Zuletzt bewiesen die Schützlinge von Emir Kurtagic beim 34:33-Krimi gegen die Eulen Ludwigshafen enorme Nervenstärke. In einer hitzigen Atmosphäre behielten die Adler in der Crunchtime kühlen Kopf und sicherten sich durch blitzschnelles Umschaltspiel in den Schlussminuten den Erfolg. Besonders Linksaußen Nils Fuhrmann und Jannek Klein drückten der Partie ihren Stempel auf. „Wir haben in den entscheidenden Momenten die nötige Reife gezeigt“, resümierte das Trainerteam nach dem emotionalen Auswärtssieg in der Pfalz.
Während ein Teil des Kaders die freie Zeit zur Regeneration nutzte, kehrten vier Adler mit wertvollen internationalen Erfahrungen zurück. Besonders emotional verlief die Woche für Abwehrchef Davide Bulzamini: Unter Trainer Bob Hanning gelang ihm mit Italien durch einen Sieg gegen die Schweiz die historische Qualifikation für eine Weltmeisterschaft (WM 2027). Weniger Glück hatte Markus Mahr, dem mit Österreich nach einem Remis gegen Polen am Ende nur ein einziges Tor zum WM-Ticket fehlte. Grund zur Freude hatten auch die Youngster Tim Schröder und William Reichardt, die mit der DHB-U20 zwei Siege gegen Norwegen feierten und sich dabei als torgefährliche Stützen präsentierten.

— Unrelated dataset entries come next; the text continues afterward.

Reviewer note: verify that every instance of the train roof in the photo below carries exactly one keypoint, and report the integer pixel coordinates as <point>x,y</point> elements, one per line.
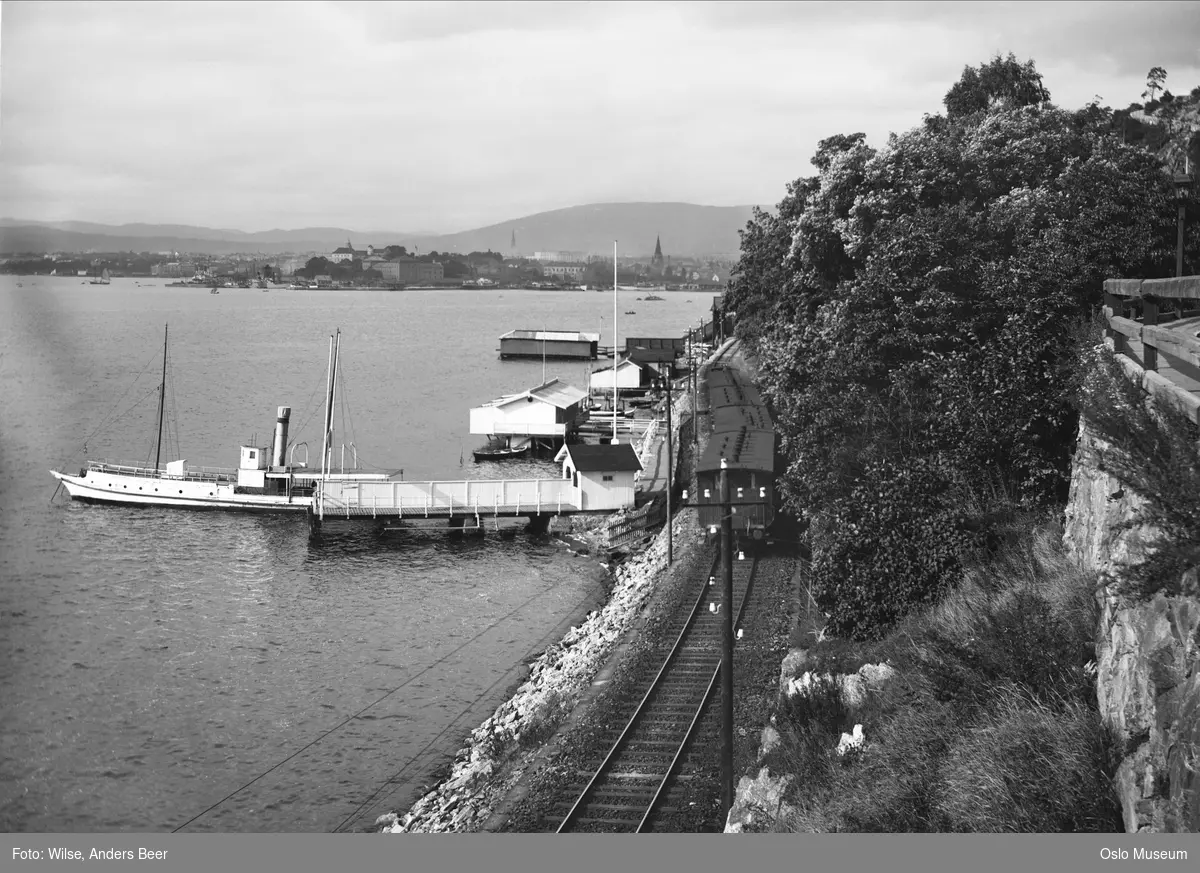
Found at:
<point>733,396</point>
<point>753,416</point>
<point>744,449</point>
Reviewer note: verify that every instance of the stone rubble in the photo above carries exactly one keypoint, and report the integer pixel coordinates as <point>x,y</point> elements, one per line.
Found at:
<point>486,768</point>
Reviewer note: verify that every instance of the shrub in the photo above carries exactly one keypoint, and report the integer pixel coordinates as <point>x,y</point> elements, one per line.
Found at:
<point>1030,766</point>
<point>893,545</point>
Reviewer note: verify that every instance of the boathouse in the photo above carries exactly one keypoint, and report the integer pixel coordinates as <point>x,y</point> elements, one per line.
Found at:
<point>551,410</point>
<point>631,377</point>
<point>550,344</point>
<point>601,476</point>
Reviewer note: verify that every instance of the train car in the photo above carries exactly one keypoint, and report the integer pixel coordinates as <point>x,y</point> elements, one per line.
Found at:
<point>750,467</point>
<point>755,417</point>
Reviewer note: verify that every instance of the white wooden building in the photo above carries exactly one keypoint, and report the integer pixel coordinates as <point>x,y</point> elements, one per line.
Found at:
<point>630,377</point>
<point>601,476</point>
<point>551,409</point>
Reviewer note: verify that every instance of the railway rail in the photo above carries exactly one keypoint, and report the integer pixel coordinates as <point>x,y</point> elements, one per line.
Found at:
<point>624,792</point>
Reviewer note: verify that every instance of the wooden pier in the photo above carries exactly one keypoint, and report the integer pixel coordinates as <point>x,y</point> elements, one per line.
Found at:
<point>457,499</point>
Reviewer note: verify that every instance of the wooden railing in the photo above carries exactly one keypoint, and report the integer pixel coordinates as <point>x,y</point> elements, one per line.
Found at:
<point>1159,345</point>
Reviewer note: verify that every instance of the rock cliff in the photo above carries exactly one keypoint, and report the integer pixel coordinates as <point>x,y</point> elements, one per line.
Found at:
<point>1147,655</point>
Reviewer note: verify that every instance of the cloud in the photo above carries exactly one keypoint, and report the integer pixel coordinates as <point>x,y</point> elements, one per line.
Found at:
<point>449,115</point>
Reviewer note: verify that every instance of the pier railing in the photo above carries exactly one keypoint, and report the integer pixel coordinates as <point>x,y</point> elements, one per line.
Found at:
<point>1159,345</point>
<point>511,497</point>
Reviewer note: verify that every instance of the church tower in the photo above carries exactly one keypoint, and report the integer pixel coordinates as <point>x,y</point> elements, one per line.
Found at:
<point>657,262</point>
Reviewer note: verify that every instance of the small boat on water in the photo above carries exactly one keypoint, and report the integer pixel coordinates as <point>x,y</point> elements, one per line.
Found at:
<point>501,450</point>
<point>267,480</point>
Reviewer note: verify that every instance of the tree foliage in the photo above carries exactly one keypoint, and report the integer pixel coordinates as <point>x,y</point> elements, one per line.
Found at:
<point>911,309</point>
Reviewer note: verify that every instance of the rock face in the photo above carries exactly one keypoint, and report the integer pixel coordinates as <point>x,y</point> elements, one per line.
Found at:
<point>1147,656</point>
<point>757,802</point>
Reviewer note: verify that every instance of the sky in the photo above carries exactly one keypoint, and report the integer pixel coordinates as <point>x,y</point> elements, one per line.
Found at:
<point>444,116</point>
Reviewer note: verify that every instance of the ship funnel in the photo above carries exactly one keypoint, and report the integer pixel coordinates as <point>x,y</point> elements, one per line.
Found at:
<point>281,437</point>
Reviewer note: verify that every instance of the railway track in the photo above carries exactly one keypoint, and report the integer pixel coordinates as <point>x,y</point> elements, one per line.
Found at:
<point>623,792</point>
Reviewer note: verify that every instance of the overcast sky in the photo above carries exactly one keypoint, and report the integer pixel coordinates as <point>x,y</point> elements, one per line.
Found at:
<point>438,116</point>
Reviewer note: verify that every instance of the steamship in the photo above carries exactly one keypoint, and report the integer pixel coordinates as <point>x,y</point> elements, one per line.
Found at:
<point>263,481</point>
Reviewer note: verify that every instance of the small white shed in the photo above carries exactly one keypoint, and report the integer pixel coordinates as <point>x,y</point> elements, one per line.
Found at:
<point>601,476</point>
<point>630,377</point>
<point>551,409</point>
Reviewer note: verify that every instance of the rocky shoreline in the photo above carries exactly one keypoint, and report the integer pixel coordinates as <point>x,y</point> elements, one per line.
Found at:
<point>499,751</point>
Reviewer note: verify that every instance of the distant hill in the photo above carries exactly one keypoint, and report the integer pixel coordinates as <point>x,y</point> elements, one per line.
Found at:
<point>687,229</point>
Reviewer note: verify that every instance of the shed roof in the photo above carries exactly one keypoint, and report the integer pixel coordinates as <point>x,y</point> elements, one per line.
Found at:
<point>640,355</point>
<point>601,458</point>
<point>625,362</point>
<point>552,336</point>
<point>555,392</point>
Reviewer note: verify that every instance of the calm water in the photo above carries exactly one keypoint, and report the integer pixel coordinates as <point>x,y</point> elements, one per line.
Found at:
<point>155,661</point>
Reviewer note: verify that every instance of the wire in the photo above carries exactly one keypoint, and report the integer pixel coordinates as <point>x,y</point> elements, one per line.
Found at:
<point>351,718</point>
<point>109,417</point>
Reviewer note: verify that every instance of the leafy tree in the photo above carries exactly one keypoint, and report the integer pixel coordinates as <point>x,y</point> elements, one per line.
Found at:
<point>1003,83</point>
<point>911,312</point>
<point>1155,79</point>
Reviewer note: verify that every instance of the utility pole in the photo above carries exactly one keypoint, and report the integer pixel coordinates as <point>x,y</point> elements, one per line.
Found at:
<point>670,470</point>
<point>1182,182</point>
<point>726,643</point>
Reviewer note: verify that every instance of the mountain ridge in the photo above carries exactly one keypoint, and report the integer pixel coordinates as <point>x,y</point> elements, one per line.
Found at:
<point>688,229</point>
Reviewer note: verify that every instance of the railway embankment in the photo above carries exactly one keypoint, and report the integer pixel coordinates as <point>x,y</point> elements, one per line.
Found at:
<point>501,754</point>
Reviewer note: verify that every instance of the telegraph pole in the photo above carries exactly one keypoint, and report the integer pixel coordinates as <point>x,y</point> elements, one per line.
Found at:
<point>726,643</point>
<point>670,465</point>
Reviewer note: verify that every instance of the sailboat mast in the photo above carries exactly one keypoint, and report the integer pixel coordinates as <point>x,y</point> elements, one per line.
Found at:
<point>162,396</point>
<point>333,396</point>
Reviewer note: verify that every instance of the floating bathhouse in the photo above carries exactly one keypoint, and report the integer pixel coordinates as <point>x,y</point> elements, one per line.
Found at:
<point>545,414</point>
<point>550,344</point>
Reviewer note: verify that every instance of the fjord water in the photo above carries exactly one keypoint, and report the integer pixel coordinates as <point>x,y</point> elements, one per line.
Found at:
<point>155,661</point>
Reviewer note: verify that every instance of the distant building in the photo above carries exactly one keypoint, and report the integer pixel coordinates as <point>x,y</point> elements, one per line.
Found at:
<point>564,271</point>
<point>485,264</point>
<point>558,257</point>
<point>408,271</point>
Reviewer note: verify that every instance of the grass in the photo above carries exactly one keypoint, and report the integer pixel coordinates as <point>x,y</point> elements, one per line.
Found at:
<point>990,722</point>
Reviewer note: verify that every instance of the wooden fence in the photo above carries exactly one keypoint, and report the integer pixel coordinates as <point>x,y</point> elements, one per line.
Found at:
<point>1153,326</point>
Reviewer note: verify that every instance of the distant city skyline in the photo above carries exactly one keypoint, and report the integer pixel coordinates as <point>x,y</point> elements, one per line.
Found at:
<point>439,118</point>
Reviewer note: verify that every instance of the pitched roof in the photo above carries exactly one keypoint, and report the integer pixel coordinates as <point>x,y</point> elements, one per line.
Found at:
<point>555,392</point>
<point>624,362</point>
<point>603,458</point>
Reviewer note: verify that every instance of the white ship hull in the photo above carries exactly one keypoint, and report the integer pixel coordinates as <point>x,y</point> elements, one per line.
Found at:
<point>156,491</point>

Der TV Großwallstadt reist mit einer bitteren 25:26-Niederlage gegen den VfL Lübeck-Schwartau an. In einem Event-Spiel in Frankfurt verspielte die Mannschaft von Trainer André Lohrbach eine späte Führung, da dem Team aufgrund einer angespannten Personalsituation im Rückraum am Ende die Puste ausging. Dennoch zeigte der TVG, vor allem durch den achtfachen Torschützen Connar Battermann und Max Horner, dass er über weite Strecken mit Spitzenteams mithalten kann. Lohrbach forderte nach der knappen Niederlage, die entscheidenden Zähler nun nach der Pause zu holen.
Die Erinnerung an das Hinspiel im Dezember verspricht ein echtes Offensiv-Spektakel: Beim torreichen 40:37-Auswärtssieg in der Untermainhalle zeigten die Adler eine dominante erste Hälfte, mussten am Ende aber einer furiosen Aufholjagd der Großwallstädter trotzen. Damals glänzten vor allem Tim Hildenbrand und Nils Fuhrmann mit jeweils sieben Treffern. Das Spiel zeigte jedoch auch, dass der TVG niemals aufgibt und einen Sechs-Tore-Rückstand innerhalb weniger Minuten fast egalisieren kann – eine Warnung für die Potsdamer Defensive, die Konzentration über volle 60 Minuten hochzuhalten.
Für Potsdam wird es am Sonntag darauf ankommen, das gewohnt hohe Tempo durchzuziehen und die Tiefe des Kaders zu nutzen. Da Großwallstadt zuletzt in der Schlussphase konditionelle Probleme offenbarte, könnte die Frische der Potsdamer erneut den Ausschlag geben. Wenn der VfL die Fehlerquote so gering hält wie in den entscheidenden Minuten von Ludwigshafen, stehen die Chancen gut, den Vorsprung auf die Verfolger weiter auszubauen.